In his twenties, he worked as a parish secretary to his local church. While primarily doing administrative tasks, he would be fascinated by the church’s day-to-day happenings, from flower arrangements for holy week to wedding ceremonies. “The church was beautiful and there were always so many flowers. It always pleased me and I developed an interest for it,” Obusan says, as he recalls watching the florist create arrangements of flowers like chrysanthemums and anthuriums. Eventually, the parish priests took notice of his interest and appointed him to make the flower arrangements and, sometimes, he’d do bridal makeup as well: “I’d always talk to the brides and ask them ‘Is your makeup artist here?’ If they say no, I’d ask, ‘Do you want me to fix how you look?’”

By 2015, after more than a decade working in the church, he would make a big move from Camarines Sur to Manila for greener pastures. But without having earned a bachelor’s degree, his first few months living in the city and finding a job would prove difficult. “I couldn’t find work. And it’s not like I’m fit enough to be in certain jobs, like a porter,” he shares, laughing.

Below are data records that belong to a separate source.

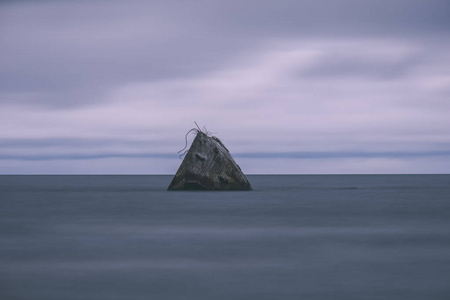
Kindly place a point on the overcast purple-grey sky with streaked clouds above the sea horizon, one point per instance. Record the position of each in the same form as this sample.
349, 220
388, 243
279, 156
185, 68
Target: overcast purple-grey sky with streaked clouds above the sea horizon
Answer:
290, 87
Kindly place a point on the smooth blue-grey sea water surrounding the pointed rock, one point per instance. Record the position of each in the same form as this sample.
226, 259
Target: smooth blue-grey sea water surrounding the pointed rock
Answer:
294, 237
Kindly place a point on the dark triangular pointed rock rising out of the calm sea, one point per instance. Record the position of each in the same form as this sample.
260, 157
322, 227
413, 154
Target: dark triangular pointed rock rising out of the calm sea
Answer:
209, 166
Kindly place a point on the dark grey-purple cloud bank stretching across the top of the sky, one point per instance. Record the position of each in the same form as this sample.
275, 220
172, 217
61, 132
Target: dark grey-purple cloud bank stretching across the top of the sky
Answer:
70, 53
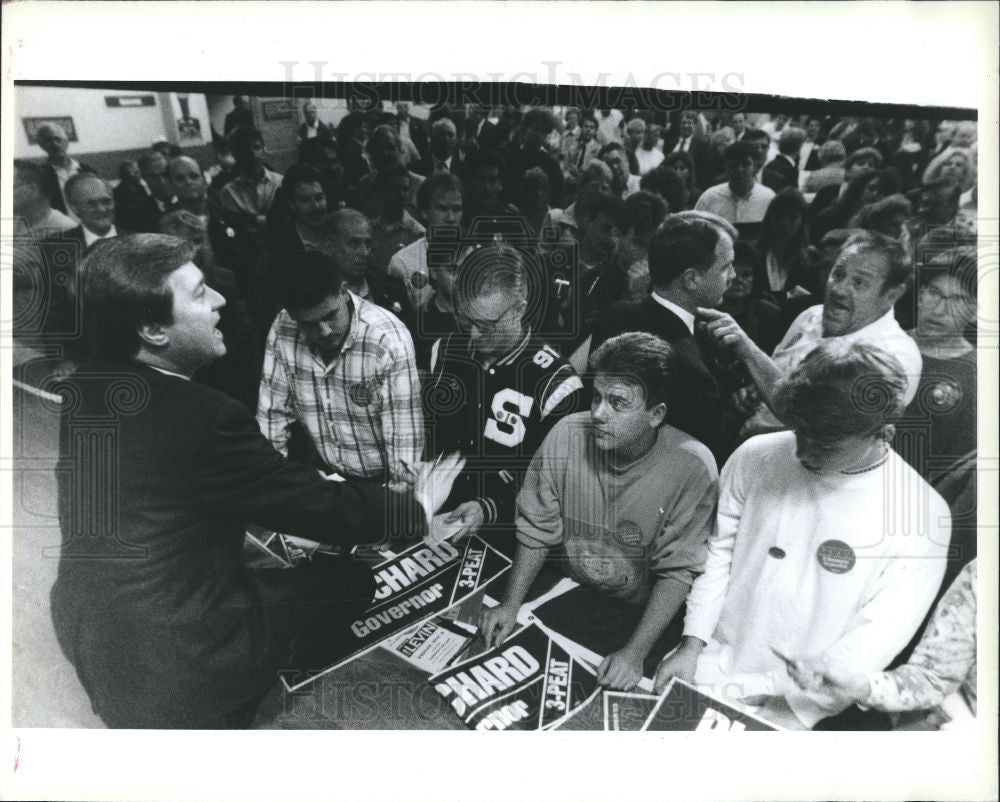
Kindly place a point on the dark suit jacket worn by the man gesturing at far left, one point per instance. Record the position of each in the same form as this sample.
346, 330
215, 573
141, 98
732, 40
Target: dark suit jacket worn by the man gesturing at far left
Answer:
152, 603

One day, Obusan would receive a call from a priest who was familiar with his creative potential from his days working at the local parish. “First he asked me if I had a job already. I told him I couldn’t find any, so he asked ‘Do you want to study again?’” Obusan recalls. The parish priest would later connect him to Judy Estrada, a benefactor who heard of Obusan’s dream to become a fashion designer.

Estrada would later enroll him into Slim’s, where his design acumen would widen and he’d rethink his approach to clothes. “I learned everything there. Everything about the fashion industry, I learned at Slim’s because I didn’t have any idea about all of this before it.”

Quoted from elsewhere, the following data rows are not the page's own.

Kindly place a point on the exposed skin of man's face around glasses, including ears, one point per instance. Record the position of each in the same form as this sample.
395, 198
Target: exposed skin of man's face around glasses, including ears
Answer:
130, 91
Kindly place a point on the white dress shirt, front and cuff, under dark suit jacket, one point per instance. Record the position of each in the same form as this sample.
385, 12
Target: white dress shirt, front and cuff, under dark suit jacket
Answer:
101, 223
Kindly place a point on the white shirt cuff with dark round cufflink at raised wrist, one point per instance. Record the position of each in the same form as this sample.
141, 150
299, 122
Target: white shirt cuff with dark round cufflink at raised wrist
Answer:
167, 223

Obusan’s graduating year at Slim’s was a challenge in itself as he would decide to enter TernoCon, a terno-centric competition, on top of schoolwork. “While I was making my final projects for classes like draping and tailoring, I was also making my pieces for TernoCon. That’s why I was so thin at the time,” he muses.

Dinnes’ TernoCon 2020 designs. Dresses shot by Patrick Diokno

“I really prayed that I’d win because, to be honest, the prize would really, really help. That’s why I really prayed, even at least to place third,” he says. In the competition, he would be mentored by both Lesley Mobo and veteran designer Inno Sotto.

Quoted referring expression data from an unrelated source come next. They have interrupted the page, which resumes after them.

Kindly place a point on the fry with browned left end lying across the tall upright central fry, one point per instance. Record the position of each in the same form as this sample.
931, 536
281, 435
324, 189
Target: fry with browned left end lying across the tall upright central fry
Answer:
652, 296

Obusan takes pride in the ways he reimagined terno for his winning collection inspired by fingerprint motifs and optical illusions. “I loved the movement of the looks. One more thing is the fact that the zipper was concealed. That was suggested by Sir Inno,” he shares, expounding on how Sotto would challenge his approach to rethinking the details of terno. “I was able to do it, but at first I was like ‘Ah! How do I do this? How do I make the zippers shaped like an ‘S’? […] It was really hard to plan it out but I didn’t feel the fatigue ’cause I really enjoy what I do.”

Obusan would later win bronze at TernoCon and, not long after, he would find his Instagram DMs flooded with inquiries for his famed pieces. “TernoCon’s been a big help,” Obusan says, telling me of his growing client base hailing not just from the Philippines but also from the United States and Australia. Since then, he’s successfully put up a sari-sari store for his own lola and an online terno business of his own.

Dinnes Obusan’s entry for TernoCon 2020. Ber Garcia
Dinnes Obusan’s entry for TernoCon 2020. Ber Garcia

What’s the emerging designer hoping for next? “I want to dress Thalia!” Obusan declares, bursting into laughter. Thalia is, of course, the famed telenovela actress in the ’90s whom he’s idolized since he was a child. Obusan then pauses and adds another dream: “In five to 10 years, I want to have my own atelier with an actual store and a display.” With his unwavering tenacity and creative vision for terno, it seems the emerging designer is well on his way to achieving his dreams, and more.

This interview has been translated and condensed for clarity.